Dienstag, August 9, 2022

Kanzleramt muss Protokolle von Corona-Konferenzen veröffentlichen

DDas Bundeskanzleramt muss in der Corona-Pandemie interne Protokolle von Länderkonferenzen veröffentlichen. Das entschied das Verwaltungsgericht Berlin nach einer Beschwerde des „Tagesspiegels“ in einem am Freitag bekannt gewordenen Urteil (Az.: VG 2 K 155/21).

Laut Gericht muss die Bundesregierung die Aufzeichnungen von fünf Sitzungen im Jahr 2020 freigeben.

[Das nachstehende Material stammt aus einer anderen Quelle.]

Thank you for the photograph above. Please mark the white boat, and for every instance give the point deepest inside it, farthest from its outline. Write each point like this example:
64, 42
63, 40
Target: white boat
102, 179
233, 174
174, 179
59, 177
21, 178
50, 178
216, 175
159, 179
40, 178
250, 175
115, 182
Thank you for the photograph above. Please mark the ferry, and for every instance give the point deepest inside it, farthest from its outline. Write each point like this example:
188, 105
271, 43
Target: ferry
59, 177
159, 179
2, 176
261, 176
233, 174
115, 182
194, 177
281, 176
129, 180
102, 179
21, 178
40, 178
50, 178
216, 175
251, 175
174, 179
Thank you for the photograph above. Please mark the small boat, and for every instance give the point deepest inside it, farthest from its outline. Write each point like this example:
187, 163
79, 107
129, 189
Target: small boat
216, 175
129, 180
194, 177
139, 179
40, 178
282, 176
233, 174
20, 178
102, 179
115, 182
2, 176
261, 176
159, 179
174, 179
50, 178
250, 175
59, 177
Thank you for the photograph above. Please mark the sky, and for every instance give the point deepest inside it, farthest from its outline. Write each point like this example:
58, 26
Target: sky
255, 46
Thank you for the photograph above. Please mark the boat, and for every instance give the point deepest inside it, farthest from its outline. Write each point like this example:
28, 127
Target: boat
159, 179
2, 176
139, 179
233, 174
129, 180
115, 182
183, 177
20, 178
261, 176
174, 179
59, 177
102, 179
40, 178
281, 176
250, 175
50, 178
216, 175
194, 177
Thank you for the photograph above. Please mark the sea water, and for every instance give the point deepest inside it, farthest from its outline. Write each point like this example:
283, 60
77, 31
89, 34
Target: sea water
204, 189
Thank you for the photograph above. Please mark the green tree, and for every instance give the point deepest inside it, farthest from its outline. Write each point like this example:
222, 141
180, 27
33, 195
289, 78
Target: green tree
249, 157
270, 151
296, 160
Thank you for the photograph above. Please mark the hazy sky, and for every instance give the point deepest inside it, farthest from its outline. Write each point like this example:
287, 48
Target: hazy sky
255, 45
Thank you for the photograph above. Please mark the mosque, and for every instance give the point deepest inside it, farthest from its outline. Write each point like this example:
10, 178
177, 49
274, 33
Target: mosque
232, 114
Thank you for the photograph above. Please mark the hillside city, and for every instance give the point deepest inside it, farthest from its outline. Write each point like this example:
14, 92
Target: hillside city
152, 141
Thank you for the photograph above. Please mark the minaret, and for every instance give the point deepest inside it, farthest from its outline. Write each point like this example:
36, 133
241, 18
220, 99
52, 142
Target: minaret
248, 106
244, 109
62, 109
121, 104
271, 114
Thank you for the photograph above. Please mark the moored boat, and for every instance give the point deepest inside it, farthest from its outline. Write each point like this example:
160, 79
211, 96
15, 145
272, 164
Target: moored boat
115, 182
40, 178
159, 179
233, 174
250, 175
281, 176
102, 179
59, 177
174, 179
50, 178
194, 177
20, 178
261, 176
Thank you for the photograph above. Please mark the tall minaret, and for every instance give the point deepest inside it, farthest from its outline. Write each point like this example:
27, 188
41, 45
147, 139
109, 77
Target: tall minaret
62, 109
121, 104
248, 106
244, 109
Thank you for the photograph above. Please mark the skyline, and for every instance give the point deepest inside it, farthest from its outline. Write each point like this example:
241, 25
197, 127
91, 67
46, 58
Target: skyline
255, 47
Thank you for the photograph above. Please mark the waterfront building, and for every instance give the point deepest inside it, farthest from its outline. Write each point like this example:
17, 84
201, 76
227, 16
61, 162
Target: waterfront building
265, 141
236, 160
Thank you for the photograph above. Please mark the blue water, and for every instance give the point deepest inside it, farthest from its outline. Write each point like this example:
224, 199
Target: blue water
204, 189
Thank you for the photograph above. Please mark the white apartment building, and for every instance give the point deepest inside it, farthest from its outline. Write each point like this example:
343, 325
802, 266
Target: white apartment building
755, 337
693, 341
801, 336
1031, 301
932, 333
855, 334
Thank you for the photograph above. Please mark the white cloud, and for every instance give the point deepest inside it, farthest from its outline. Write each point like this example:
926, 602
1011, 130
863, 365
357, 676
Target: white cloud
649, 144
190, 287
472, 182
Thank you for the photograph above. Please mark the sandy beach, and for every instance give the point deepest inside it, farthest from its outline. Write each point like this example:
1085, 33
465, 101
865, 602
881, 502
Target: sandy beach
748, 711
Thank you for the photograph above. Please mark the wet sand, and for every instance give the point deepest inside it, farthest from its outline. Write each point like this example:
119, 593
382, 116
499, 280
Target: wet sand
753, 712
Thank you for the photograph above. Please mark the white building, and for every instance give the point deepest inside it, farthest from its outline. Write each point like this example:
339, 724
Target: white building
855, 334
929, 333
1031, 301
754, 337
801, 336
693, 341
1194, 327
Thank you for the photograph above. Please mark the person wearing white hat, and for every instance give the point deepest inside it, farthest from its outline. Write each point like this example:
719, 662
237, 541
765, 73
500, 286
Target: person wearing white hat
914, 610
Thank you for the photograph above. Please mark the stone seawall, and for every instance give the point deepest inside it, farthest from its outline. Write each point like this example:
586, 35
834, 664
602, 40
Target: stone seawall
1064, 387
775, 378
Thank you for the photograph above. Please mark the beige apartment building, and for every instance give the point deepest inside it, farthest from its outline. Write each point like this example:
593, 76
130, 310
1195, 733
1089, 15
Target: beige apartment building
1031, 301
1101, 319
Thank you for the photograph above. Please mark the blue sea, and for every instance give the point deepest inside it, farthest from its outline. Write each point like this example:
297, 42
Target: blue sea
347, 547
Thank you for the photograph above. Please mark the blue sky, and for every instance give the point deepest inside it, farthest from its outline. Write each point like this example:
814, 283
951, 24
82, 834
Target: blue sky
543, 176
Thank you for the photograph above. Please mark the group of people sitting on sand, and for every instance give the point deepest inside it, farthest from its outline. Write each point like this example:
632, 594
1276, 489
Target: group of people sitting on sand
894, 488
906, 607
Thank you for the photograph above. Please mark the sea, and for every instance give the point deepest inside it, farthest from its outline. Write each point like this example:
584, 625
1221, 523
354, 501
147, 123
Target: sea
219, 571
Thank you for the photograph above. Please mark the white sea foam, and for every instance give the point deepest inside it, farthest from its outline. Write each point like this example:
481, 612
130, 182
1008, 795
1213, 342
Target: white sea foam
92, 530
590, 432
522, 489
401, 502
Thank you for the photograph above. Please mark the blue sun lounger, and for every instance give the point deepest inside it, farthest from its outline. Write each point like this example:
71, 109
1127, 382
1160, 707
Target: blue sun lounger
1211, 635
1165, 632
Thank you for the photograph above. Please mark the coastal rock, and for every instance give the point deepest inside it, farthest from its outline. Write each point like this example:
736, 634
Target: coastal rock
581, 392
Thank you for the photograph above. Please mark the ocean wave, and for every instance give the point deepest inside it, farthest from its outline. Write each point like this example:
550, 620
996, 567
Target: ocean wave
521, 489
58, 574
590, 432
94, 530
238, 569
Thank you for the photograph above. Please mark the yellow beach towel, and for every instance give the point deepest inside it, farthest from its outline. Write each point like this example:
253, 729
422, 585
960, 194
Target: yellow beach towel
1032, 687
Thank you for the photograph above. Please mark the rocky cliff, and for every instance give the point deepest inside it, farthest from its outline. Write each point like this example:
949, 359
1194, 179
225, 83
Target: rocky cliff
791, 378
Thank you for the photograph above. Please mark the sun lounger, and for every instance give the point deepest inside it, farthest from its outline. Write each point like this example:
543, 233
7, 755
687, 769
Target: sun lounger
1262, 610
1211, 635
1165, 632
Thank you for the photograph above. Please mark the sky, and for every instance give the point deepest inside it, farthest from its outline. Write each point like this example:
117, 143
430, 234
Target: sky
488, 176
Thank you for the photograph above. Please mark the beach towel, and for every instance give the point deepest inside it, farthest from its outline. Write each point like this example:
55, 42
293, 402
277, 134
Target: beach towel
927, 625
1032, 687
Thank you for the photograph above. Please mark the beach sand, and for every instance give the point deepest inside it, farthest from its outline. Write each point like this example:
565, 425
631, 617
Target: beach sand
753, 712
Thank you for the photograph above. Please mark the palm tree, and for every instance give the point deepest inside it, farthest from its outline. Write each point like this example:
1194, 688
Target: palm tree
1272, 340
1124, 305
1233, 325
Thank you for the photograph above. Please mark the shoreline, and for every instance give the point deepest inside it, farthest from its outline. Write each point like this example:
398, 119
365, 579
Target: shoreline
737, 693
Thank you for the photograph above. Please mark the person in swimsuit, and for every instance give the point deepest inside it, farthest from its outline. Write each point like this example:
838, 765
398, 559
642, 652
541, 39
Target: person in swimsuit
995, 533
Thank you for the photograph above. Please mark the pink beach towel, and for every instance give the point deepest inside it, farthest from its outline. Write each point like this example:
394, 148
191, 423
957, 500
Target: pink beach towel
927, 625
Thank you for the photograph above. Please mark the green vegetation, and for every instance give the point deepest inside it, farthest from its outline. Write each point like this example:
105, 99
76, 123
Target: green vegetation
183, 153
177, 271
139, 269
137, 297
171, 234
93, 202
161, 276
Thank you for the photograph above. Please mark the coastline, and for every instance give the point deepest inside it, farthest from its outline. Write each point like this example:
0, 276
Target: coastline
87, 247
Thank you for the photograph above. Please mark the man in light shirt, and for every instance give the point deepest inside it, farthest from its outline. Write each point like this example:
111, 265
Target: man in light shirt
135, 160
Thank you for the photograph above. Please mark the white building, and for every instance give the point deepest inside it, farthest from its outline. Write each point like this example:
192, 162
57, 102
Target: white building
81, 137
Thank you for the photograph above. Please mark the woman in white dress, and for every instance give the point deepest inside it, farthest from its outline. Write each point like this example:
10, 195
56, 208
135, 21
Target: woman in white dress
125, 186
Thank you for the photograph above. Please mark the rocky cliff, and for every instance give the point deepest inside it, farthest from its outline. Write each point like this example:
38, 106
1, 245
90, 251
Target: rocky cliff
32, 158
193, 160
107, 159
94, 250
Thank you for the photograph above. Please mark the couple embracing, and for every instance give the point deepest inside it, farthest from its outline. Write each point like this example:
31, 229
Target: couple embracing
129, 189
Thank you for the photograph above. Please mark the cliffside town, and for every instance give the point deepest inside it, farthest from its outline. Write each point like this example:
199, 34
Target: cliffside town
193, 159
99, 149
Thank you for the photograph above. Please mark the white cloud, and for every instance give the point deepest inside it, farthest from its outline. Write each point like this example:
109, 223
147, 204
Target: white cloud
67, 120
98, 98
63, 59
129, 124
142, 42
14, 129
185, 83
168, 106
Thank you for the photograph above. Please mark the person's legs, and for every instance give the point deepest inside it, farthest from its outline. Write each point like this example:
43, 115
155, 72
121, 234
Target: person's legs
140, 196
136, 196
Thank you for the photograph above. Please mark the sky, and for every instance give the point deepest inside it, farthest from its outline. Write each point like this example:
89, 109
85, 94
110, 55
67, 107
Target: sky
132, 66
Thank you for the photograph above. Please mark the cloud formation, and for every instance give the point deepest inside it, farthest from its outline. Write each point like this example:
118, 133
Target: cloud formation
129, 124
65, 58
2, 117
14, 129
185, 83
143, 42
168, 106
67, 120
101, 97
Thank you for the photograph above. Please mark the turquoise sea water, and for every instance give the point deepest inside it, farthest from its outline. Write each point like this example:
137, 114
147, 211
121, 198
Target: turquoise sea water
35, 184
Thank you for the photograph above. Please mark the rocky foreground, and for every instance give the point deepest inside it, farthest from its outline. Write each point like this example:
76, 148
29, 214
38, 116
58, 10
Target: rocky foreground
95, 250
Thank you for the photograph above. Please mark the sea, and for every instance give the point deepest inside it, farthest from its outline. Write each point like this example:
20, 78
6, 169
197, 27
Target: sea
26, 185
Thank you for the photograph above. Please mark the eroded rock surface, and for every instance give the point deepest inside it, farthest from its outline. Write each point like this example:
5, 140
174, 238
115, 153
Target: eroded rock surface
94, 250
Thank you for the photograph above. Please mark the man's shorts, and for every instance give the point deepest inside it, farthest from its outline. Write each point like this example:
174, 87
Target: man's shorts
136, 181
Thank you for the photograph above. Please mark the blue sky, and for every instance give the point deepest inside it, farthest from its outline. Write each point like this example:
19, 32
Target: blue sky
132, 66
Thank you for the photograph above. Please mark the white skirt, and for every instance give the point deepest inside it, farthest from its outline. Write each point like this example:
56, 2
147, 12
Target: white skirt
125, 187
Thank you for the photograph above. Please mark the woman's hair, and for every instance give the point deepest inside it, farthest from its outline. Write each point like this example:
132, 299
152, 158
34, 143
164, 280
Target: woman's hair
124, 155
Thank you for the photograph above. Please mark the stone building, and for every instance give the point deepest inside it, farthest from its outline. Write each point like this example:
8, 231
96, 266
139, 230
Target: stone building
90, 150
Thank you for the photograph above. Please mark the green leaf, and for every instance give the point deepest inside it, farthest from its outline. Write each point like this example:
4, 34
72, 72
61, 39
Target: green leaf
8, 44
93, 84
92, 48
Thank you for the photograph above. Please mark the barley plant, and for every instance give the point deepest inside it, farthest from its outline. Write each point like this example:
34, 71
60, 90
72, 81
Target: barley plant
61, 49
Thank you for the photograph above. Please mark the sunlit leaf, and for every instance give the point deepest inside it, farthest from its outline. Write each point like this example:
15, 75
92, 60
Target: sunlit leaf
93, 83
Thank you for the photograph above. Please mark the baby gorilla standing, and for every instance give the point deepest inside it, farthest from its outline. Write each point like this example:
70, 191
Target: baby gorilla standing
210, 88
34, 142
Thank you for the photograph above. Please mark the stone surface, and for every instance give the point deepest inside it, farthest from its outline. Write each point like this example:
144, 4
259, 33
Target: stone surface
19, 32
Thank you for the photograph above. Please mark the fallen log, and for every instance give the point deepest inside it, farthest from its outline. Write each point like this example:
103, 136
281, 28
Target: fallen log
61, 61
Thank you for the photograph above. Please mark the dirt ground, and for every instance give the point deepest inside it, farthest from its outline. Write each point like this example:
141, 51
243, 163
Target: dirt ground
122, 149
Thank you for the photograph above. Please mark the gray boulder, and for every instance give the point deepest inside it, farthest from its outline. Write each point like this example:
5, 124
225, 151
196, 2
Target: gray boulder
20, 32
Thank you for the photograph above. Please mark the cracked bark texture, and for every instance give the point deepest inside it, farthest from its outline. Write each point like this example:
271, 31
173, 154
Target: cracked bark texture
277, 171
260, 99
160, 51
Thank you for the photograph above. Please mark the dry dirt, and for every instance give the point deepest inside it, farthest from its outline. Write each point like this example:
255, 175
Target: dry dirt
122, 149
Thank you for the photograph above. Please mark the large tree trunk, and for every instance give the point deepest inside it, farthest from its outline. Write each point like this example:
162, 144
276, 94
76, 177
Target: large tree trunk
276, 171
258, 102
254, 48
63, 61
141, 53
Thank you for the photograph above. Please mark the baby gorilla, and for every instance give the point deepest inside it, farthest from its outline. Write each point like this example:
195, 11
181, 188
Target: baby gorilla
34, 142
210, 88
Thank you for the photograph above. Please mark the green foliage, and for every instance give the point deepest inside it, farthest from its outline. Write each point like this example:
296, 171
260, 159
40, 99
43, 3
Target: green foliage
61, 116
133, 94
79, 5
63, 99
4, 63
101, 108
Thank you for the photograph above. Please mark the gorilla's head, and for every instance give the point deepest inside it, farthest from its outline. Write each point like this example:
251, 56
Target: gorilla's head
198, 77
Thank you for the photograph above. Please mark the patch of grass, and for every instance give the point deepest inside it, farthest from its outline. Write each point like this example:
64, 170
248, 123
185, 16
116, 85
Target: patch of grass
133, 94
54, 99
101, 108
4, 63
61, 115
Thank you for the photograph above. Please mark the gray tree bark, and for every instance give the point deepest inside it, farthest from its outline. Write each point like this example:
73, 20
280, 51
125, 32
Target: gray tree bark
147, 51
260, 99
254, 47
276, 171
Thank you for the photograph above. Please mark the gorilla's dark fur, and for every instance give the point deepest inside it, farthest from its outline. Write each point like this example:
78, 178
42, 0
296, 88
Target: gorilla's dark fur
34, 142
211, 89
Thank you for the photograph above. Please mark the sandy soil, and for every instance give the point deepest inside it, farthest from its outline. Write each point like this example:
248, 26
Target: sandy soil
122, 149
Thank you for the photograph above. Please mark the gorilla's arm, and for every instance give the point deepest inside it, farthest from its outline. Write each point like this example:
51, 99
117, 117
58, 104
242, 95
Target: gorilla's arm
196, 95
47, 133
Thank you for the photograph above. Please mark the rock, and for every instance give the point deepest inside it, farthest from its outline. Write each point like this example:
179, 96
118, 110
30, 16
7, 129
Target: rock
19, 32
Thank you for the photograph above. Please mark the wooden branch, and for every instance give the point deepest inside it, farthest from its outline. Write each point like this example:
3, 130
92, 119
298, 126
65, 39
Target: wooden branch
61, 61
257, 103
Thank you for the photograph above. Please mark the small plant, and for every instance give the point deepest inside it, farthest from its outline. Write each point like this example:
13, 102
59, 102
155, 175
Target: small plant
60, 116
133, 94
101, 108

Vier der Kurzprotokolle stammen aus der Zeit des ersten Corona-Lockdowns und sind bei Konferenzen im März und April 2020 entstanden, das fünfte im November 2020.

Laut Gerichtsunterlagen gab das Kanzleramt in dem Verfahren an, zu anderen Terminen des Jahres gebe es keine Protokolle. Der „Tagesspiegel“ hatte Ende 2020 die Einsichtnahme in die Dokumente nach dem Informationsfreiheitsgesetz beantragt, daher ist die Freigabe zunächst auf diesen Zeitraum begrenzt.

Das Gericht begründete das Urteil zunächst nicht, es solle erst nächste Woche veröffentlicht werden, nachdem das Urteil allen Beteiligten zugestellt worden sei, hieß es.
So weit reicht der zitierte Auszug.